知識とは、人類共通の財産です。女教皇は、その知識の管理しています。知識というものは、先祖から引き継いだものです。それは、自分だけの力で作り出せるものではありません。また、女教皇は、理性的で、慎み深く、冷静でした。そのため、公平なものの見方の象徴とされています。
【記憶の倉庫】
書物は、過去の記録を内蔵する図書館のようなものです。それは、必要なものをいくらでも出せる「データベース」や「記憶の倉庫」のようなものだとされています。記憶とは、物質的な宇宙そのものです。それは、万物の中に潜在的に眠っています。現在において、その全てが現れているわけではありません。時間の経過によって、その記憶は展開されていきます。それが現象として現れるのが、この世界です。人間の無意識の中にも、その記憶は内在しています。
【二元性】
女教皇のカードの番号は2です。2は、万物の二元性を表しています。しかし、2には、まだ方向性がありません。それは、均衡した状態を表しています。万物は、相反するものがあってこそ、バランスを保てるものです。そのため、片方だけでは、成立することが出来きません。カードの白黒の二つの柱は「光と闇」「陰と陽」「男女」などを表しています。それは、物事の二面性の表現です。柱が、黒と白なのは、無意識界への入り口だからだとされています。
【大地】
女教皇は、自然の神秘の象徴です。その自然は、大地として表現されます。安定した不動の大地は、永遠性の象徴です。そのため、女教皇は、椅子に座って、そこから動きません。大地を象徴するのが、女神ヘラやイシスのような大地母神です。大地母神が、女教皇のモデルだという説もあります。また、大地とは、自然の神殿のようなものです。神殿の奥は、不可侵の聖域とされています。それは、人間には、未知の領域があることを意味していました。
【月】
女教皇は、受動的な存在です。そのため、質料「素材」のようなものだとされています。女教皇は、自分から何か出来るわけではありません。

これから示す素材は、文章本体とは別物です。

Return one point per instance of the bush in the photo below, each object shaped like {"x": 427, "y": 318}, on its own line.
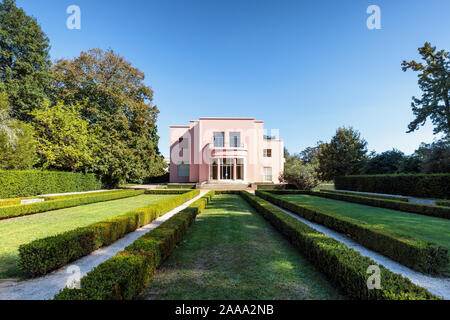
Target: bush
{"x": 427, "y": 210}
{"x": 344, "y": 267}
{"x": 67, "y": 201}
{"x": 414, "y": 253}
{"x": 42, "y": 256}
{"x": 415, "y": 185}
{"x": 124, "y": 276}
{"x": 24, "y": 183}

外部からの刺激がないと動けないからです。そのため、受動的な女性として描かれます。
受動的なものを象徴するものが月です。月は、女性原理とされています。女教皇が被っているのが、三日月と満月をかたどった三重の冠です。月は、満ち欠けを繰り返します。それは、移ろいやすい女性の心情の象徴でした。女教皇には、天上界から、予言を受け取る能力もあったとされています。波立つ衣装が、これから起こる変化の予兆です。女教皇には、未来に関する予言を人々に提供する役目もありました。